See reference (Chinese).

class Solution {
public:
    int balancedString(string s) {
        int n = s.size();
        vector<int> arr(n);
        vector<int> cnts(4, 0);
        for (int i = 0; i < n; i++) {
            switch (s[i]) {
                case 'Q': arr[i] = 0; break;
                case 'W': arr[i] = 1; break;
                case 'E': arr[i] = 2; break;
                default: arr[i] = 3; break;
            }
            cnts[arr[i]]++;
        }

        int require = n / 4;
        if (cnts[0] == require && cnts[1] == require 
        && cnts[2] == require && cnts[3] == require) {
            return 0;
        }

        int res = n, left = 0;
        for (int right = 0; right < n; right++) {
            cnts[arr[right]]--;
            while (cnts[0] <= require && cnts[1] <= require 
            && cnts[2] <= require && cnts[3] <= require) {
                res = min(res, right - left + 1);
                cnts[arr[left]]++;
                left++;
            }
        }
        return res;
    }
};

Sliding Window to Find Minimum Substring Length:

The core of this solution lies in the sliding window approach, where two pointers (left and right) are used to dynamically adjust the window size and find the smallest possible substring that can be replaced to balance the string. The right pointer expands the window by moving to the right, and for each new position of right, the character count is decremented (cnts[arr[right]]--), effectively removing that character from consideration (assuming it could be part of the replaced substring).

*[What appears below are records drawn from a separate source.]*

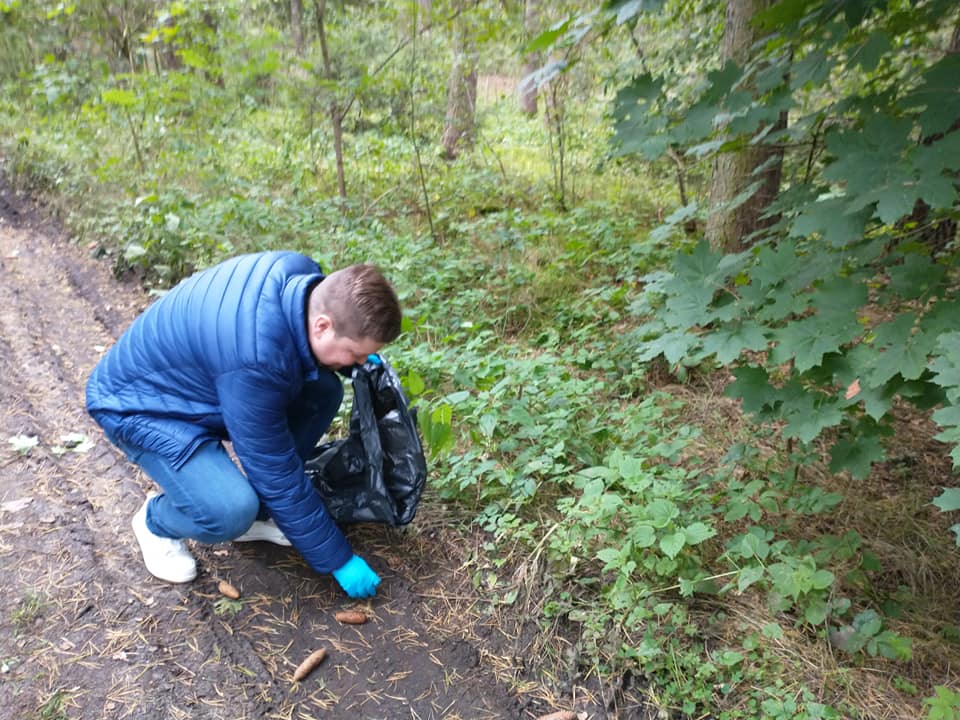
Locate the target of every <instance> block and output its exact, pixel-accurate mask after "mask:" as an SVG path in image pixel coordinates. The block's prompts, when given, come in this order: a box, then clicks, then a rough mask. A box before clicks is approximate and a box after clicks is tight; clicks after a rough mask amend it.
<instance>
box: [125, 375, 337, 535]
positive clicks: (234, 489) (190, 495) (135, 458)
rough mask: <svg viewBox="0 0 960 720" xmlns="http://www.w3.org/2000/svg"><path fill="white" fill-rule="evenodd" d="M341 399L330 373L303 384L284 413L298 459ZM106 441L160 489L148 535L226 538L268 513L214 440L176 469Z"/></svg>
mask: <svg viewBox="0 0 960 720" xmlns="http://www.w3.org/2000/svg"><path fill="white" fill-rule="evenodd" d="M342 401H343V385H342V384H341V382H340V379H339V377H338V376H337V375H335V374H333V373H325V372H321V373H320V379H319V380H317V381H315V382H311V383H307V384H306V385H305V386H304V389H303V392H302V393H301V395H300V398H299V399H298V400H297V401H296V402H295V403H294V404H293V405H292V406H291V408H290V410H289V412H288V414H287V420H288V424H289V427H290V432H291V433H292V434H293V438H294V443H295V445H296V451H297V454H298V455H299V456H300V457H301V459H303V460H306V459H307V458H308V457H309V456H310V454H311V452H312V451H313V448H314V447H315V446H316V444H317V441H318V440H319V439H320V438H321V436H322V435H323V433H324V432H326V430H327V428H328V427H330V423H331V422H333V419H334V417H336V414H337V410H339V408H340V403H341V402H342ZM110 439H111V441H112V442H113V443H114V444H115V445H117V447H119V448H120V449H121V450H123V451H124V453H126V455H127V457H128V458H129V459H130V461H131V462H133V463H135V464H137V465H139V466H140V467H141V468H143V470H144V472H146V473H147V475H149V476H150V477H151V478H152V479H153V480H154V482H156V483H157V484H158V485H159V486H160V487H161V488H163V494H162V495H157V496H156V497H154V498H153V499H151V500H150V502H149V503H148V504H147V528H148V529H149V530H150V532H152V533H153V534H154V535H158V536H160V537H166V538H176V539H181V538H190V539H192V540H199V541H200V542H205V543H218V542H227V541H229V540H232V539H233V538H235V537H238V536H240V535H242V534H243V533H245V532H246V531H247V530H248V529H249V528H250V525H251V524H253V521H254V520H257V519H260V520H264V519H266V518H267V517H268V516H267V513H266V509H262V508H261V506H260V498H259V497H258V496H257V492H256V490H254V488H253V486H252V485H250V483H249V482H248V481H247V478H246V477H245V476H244V474H243V473H242V472H241V471H240V468H238V467H237V466H236V464H235V463H234V462H233V460H232V459H231V458H230V456H229V455H228V454H227V451H226V449H225V448H224V447H223V445H222V444H221V443H220V442H219V441H217V440H211V441H209V442H206V443H204V444H203V445H201V446H200V447H199V448H197V450H196V451H195V452H194V453H193V454H192V455H191V456H190V457H189V458H188V459H187V462H186V463H184V465H183V466H182V467H181V468H180V469H176V468H174V467H173V465H172V464H171V463H170V461H169V460H167V459H166V458H165V457H162V456H161V455H158V454H157V453H155V452H152V451H150V450H145V449H143V448H140V447H135V446H132V445H129V444H127V443H124V442H122V441H117V440H116V439H114V438H110Z"/></svg>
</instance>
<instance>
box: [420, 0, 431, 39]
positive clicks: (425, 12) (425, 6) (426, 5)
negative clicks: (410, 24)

Inside the loop, there's a nested while loop that checks if the string, excluding the current window, is balanced (i.e., the count of each character is less than or equal to require). If the condition is true, it tries to shrink the window from the left (by incrementing left and adjusting counts accordingly) while maintaining the balance condition. During this process, it updates res, the result variable, to hold the minimum length of the substring found that can be replaced to achieve balance.

By incrementing left inside the while loop only when the string excluding the current window is balanced, it ensures that the window size is as small as possible. The res variable is updated with the minimum window size found during this process (right - left + 1).

Complexity:

  • Time Complexity: \(O(n)\), where \(n\) is the length of the input string. This reflects the efficient linear traversal of the input;
  • Space Complexity: \(O(n)\), mainly due to the additional array (arr) used for character mapping. The rest of the auxiliary space usage is constant.